More studies are required to understand the concentration, distribution and effects of hydroxychloroquine in various tissues, as well as interrelationship between given dose and response generated. Identification of exact molecular targets of hydroxychloroquine within the cell as well as on different microbes is the need of hour. More importantly, efficacy of anti-malarial compounds, other than chloroquine and hydroxychloroquine, should be monitored against SARS-CoV including SARS-CoV-2. Newer compounds closely mimicking the hydroxychloroquine like hydroxyferrochloroquine have been synthesized in past, and have shown to exert antiviral effects with some selectivity toward SARS-CoV infection [25]. This approach can be further exploited and/or reinforced to make newer compound with less toxicity and greater selectivity towards SARS-CoV-2.

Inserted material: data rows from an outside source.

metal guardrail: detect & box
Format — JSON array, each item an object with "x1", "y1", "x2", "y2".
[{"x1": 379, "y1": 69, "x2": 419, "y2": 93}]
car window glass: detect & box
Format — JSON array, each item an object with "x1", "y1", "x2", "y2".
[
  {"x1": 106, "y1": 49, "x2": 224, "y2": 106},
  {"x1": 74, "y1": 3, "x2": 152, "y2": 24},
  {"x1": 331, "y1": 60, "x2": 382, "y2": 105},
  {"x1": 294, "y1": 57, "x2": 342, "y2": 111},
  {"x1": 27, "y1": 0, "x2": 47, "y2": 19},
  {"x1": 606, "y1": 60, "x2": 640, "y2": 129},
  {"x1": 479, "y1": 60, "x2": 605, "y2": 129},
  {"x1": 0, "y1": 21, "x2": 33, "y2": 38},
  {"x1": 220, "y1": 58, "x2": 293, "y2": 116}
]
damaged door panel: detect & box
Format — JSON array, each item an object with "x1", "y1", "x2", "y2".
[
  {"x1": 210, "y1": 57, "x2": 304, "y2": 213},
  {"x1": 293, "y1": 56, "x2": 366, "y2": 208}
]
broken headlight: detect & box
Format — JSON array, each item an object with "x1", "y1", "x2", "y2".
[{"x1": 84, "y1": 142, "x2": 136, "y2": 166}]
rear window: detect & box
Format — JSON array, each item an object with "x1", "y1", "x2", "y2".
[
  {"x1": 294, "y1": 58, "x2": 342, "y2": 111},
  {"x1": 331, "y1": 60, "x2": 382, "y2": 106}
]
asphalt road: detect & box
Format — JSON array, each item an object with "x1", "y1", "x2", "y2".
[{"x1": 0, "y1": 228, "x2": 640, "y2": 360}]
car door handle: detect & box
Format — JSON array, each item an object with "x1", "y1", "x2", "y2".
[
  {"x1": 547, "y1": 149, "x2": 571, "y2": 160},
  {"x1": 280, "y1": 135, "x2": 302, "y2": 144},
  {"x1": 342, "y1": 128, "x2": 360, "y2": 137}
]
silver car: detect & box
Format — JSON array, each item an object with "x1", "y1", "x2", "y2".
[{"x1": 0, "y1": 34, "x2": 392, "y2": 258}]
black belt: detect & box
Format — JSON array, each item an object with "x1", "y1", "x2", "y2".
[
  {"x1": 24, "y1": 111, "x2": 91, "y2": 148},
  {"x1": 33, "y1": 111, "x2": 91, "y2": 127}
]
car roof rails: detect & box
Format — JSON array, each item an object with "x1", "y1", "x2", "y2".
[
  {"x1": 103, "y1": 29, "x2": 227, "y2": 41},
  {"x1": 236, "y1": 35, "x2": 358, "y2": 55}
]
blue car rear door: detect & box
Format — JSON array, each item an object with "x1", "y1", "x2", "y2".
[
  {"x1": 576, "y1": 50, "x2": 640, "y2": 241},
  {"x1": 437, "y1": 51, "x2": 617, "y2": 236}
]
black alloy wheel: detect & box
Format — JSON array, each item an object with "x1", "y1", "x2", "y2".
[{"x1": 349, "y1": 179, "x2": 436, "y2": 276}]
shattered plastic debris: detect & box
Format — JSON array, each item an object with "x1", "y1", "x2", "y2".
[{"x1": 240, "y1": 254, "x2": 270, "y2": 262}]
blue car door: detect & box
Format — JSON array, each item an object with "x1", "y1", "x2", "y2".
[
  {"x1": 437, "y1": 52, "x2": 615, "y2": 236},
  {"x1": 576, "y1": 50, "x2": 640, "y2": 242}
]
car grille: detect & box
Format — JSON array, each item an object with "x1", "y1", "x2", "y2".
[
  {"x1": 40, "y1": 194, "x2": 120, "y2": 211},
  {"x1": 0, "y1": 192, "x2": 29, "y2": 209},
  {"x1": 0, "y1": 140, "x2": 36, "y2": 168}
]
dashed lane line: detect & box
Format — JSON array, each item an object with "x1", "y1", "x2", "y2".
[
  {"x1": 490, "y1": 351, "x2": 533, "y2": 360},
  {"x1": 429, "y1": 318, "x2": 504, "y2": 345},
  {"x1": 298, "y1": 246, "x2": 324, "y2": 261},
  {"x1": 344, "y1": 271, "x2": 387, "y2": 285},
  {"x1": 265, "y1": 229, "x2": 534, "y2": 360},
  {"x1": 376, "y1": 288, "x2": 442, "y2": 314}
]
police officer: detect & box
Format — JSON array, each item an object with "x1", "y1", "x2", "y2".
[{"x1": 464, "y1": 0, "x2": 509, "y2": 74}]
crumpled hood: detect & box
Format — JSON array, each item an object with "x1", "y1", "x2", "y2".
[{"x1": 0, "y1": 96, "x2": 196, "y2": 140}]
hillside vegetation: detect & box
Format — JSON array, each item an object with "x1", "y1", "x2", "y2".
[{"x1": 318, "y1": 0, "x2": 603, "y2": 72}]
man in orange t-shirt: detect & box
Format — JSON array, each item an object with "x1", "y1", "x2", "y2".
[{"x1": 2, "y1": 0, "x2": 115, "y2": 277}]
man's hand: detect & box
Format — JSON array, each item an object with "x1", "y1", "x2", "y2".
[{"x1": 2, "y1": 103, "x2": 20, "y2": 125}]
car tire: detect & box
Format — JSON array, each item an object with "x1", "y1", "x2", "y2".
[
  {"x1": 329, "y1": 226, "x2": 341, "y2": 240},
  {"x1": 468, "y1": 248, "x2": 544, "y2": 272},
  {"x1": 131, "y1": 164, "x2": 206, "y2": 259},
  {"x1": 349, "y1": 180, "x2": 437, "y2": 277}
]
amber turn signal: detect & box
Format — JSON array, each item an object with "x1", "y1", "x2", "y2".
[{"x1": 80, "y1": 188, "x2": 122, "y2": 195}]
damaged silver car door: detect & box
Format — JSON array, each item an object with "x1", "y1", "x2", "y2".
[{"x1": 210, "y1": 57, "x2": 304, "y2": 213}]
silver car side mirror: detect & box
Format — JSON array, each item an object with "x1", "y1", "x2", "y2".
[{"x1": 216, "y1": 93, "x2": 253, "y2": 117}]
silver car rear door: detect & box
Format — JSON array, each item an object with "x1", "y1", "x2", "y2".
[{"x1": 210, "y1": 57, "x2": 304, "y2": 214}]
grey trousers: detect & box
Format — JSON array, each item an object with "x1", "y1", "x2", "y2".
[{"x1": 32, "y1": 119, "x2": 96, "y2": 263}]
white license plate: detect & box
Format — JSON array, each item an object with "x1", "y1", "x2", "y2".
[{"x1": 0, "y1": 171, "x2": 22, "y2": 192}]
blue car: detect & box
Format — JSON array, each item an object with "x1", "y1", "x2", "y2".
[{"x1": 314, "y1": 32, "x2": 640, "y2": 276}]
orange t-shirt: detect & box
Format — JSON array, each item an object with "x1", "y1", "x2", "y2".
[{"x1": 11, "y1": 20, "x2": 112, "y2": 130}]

There are reports of high risk of thrombosis in patients with severe SARS-CoV-2 infection [66] and procoagulant pattern of patients with COVID-19 ARDS justify the clinical reports of thromboembolic complications (pulmonary embolism) during the course of the Covid-19 [67]. Interestingly, hydroxychloroquine has been associated with reduced risk of thrombosis in several in vitro and animal studies. Potential mechanisms by which hydroxychloroquine and chloroquine reduce the procoagulatory state in autoinflammatory diseases include inhibition of antiphospholipid antibody binding [48] or inhibition of platelet aggregation [46, 47, 68]. Notably, in a mouse model of antiphospholipid syndrome, hydroxychloroquine treatment was associated with improvement in endothelial function [69, 70]. The exact molecular mechanisms by which DMARD hydroxychloroquine drug mediate their antithrombotic effects remain largely unknown and lay the platform for future prospective studies.